您的團隊負責所有相同的任務(處理臨時查詢,修復損壞的管道,實現新規則和邏輯等),但是對損壞的數據進行故障排除只會變得更加困難。 當您彼此相距5英尺時,要確定數據停機事件的根本原因已經非常困難。 當您在不同時區工作時,難度會增加10倍。
Distributed teams aren’t novel, in fact, they’ve become increasingly common over the last few decades, but working during a pandemic is new for everyone. While this shift widens the geographic talent pool, collaborating at this scale entails unforeseen hurdles, particularly when it comes to working with real-time data.
分布式團隊并不是什么新奇的事物,事實上,在過去的幾十年里它們已經變得越來越普遍,但是在大流行期間工作對于每個人來說都是新事物。 盡管這種轉變擴大了地理人才庫,但這種規模的協作帶來了不可預見的障礙,尤其是在處理實時數據時。
Your daily standup only gets you so far.
每天的站起來只會讓您走得那么遠。
Here are 4 essential steps to managing a great distributed data team:
以下是管理一個出色的分布式數據團隊的4個基本步驟:
記錄所有東西 (Document all the things)
Information about which tables and columns are “good or bad” breaks down when teams are distributed. One data scientist we spoke with at a leading e-commerce company told us that it takes 9 months of working on a team to develop a spidey-sense for what data lives where, which tables are the ‘right’ ones, and which columns are healthy vs. experimental.
分配團隊時,有關哪些表和列是“好是壞”的信息會分解。 我們在一家領先的電子商務公司與之交談的一位數據科學家告訴我們,一個團隊需要花9個月的時間開發出針對數據存放在何處,哪些表是“正確的”表,哪些列是什么的間諜意識。健康與實驗。
The answer? Consider investing in a data catalog or lineage solution. Such technologies provide one source of truth about a team’s data assets, and make it easy to understand formatting and style guidelines for data input. Data catalogs become particularly important when data governance and compliance come into play, which is top of mind for data teams in financial services, healthcare, and many other industries.
答案? 考慮投資數據目錄或沿襲解決方案 。 此類技術提供了有關團隊數據資產的一個真實來源,并易于理解數據輸入的格式和樣式準則。 當數據治理和合規性發揮作用時,數據目錄就變得尤為重要,這對于金融服務,醫療保健和許多其他行業的數據團隊而言,是最重要的。

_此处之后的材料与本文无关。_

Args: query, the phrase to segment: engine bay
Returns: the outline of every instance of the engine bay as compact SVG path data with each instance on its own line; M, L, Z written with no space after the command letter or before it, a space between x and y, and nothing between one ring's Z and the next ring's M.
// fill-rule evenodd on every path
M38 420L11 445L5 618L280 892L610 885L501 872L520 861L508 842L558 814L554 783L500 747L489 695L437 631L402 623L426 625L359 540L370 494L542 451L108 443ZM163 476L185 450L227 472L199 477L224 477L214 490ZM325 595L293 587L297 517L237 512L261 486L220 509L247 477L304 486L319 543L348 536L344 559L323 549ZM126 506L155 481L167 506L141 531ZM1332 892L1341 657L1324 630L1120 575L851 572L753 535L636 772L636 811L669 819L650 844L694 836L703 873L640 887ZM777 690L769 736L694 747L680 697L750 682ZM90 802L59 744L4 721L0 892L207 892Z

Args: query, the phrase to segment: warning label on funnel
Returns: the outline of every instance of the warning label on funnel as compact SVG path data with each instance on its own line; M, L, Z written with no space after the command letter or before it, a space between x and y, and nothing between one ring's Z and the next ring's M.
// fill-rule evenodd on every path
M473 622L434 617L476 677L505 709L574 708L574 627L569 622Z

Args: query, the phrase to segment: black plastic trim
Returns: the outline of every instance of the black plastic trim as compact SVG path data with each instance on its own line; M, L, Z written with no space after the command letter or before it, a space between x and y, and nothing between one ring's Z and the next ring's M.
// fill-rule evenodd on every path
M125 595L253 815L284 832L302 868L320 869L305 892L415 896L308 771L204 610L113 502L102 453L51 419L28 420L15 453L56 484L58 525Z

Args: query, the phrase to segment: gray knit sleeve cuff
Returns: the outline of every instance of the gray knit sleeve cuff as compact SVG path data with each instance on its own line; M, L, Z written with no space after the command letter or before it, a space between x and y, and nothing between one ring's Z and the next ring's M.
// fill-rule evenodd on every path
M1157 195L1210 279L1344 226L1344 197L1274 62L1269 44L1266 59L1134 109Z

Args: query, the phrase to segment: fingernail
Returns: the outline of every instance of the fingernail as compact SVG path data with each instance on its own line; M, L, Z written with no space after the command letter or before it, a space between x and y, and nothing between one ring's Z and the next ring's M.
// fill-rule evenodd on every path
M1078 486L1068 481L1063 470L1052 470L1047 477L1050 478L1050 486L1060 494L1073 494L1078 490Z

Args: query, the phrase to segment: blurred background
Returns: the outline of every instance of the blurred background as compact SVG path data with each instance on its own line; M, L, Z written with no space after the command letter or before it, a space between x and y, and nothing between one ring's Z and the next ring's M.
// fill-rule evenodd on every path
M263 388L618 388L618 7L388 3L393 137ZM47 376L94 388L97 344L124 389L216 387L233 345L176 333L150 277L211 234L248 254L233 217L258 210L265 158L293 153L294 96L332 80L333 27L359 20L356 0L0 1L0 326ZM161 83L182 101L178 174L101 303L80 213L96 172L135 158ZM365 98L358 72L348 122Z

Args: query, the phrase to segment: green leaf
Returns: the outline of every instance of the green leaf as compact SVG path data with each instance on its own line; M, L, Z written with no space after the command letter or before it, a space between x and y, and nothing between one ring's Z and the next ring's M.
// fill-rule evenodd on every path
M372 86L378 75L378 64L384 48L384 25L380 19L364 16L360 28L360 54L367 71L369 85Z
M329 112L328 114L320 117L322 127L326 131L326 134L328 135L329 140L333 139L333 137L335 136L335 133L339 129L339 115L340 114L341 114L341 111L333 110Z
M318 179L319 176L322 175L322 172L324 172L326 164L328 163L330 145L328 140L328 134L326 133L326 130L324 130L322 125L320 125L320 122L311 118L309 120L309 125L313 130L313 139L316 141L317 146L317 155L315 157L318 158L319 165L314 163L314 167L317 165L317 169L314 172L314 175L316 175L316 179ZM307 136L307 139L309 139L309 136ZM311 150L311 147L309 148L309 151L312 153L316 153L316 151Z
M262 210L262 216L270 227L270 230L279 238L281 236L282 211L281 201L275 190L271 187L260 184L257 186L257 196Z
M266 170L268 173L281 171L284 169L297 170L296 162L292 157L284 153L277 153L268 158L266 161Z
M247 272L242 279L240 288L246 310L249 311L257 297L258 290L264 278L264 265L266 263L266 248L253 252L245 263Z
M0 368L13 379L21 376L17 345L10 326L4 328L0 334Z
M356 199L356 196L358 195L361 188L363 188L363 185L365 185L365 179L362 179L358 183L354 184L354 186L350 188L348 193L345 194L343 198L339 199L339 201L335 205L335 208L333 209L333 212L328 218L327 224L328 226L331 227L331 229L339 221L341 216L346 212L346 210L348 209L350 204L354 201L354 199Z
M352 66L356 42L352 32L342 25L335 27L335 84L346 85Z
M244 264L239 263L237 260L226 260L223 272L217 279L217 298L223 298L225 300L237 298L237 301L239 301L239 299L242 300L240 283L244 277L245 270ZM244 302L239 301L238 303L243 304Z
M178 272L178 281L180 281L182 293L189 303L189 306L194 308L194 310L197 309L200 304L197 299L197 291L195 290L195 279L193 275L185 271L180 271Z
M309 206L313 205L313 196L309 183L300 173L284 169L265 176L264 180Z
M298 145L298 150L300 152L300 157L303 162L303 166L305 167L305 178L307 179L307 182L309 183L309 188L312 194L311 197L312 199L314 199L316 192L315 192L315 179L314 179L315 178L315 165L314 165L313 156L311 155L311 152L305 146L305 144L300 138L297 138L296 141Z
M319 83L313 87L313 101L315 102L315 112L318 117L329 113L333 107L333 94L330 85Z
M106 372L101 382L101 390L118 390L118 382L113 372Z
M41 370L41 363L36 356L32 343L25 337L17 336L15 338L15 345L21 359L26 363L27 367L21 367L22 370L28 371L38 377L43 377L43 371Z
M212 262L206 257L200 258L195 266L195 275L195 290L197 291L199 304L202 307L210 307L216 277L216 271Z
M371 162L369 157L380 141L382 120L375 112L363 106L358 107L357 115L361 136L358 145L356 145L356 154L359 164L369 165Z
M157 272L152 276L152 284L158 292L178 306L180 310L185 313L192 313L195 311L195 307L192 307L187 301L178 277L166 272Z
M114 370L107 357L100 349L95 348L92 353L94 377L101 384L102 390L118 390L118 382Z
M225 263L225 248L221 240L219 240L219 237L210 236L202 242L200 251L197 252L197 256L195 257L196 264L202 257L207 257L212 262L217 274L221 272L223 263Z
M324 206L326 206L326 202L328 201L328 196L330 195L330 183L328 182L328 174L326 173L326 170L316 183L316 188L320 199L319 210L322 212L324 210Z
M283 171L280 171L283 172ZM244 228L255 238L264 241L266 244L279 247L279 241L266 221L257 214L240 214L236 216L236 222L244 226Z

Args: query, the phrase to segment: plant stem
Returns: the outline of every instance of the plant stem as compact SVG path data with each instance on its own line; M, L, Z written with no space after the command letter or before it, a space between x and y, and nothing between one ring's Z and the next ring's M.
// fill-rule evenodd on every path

設置數據的SLA和SLO (Set SLAs and SLOs for data)
It’s important to ensure alignment not just among data team members but with data consumers (i.e., marketing, executives, or operations teams), too. To do so, we suggest taking a page out of the site reliability engineering book and setting and align clear service level agreements (SLAs) and service level objectives (SLOs) for data. SLAs for expectations around data freshness, volume, and distribution, as well as other pillars of observability, will be crucial here.
重要的是,不僅要確保數據團隊成員之間的一致性,而且還要確保與數據消費者(即市場,執行人員或運營團隊)的一致性。 為此,我們建議從站點可靠性工程手冊中抽出一頁,并為數據設置并調整明確的服務水平協議(SLA)和服務水平目標(SLO)。 關于數據新鮮度,數據量和分布以及其他可觀察性Struts的 SLA在這里至關重要。
Katie Bauer, a Data Science Manager at Reddit, suggests distributed data teams maintain a central document with expected delivery dates for important projects, and review that document weekly.
Reddit的數據科學經理Katie Bauer建議分布式數據團隊維護一個中心文檔,其中包含重要項目的預計交付日期,并每周審查該文檔。
“Instead of pinging my team for updates throughout the week when questions arise from stakeholders, I can easily visit this document for answers,” she said. “This keeps us focused on delivering our work and avoids unnecessary diversions.”
她說:“當利益相關者提出問題時,我不必整周對我的團隊進行更新,而是可以輕松訪問此文檔以獲取答案,”她說。 “這使我們專注于交付工作,避免了不必要的轉移。”
投資自助工具 (Invest in self-serve tooling)
Investing in self-serve data tools (including cloud warehouses like Snowflake and Redshift, as well as data analytics solutions, like Mode, Tableau, and Looker) will streamline data democratization no matter the location or persona of the data user.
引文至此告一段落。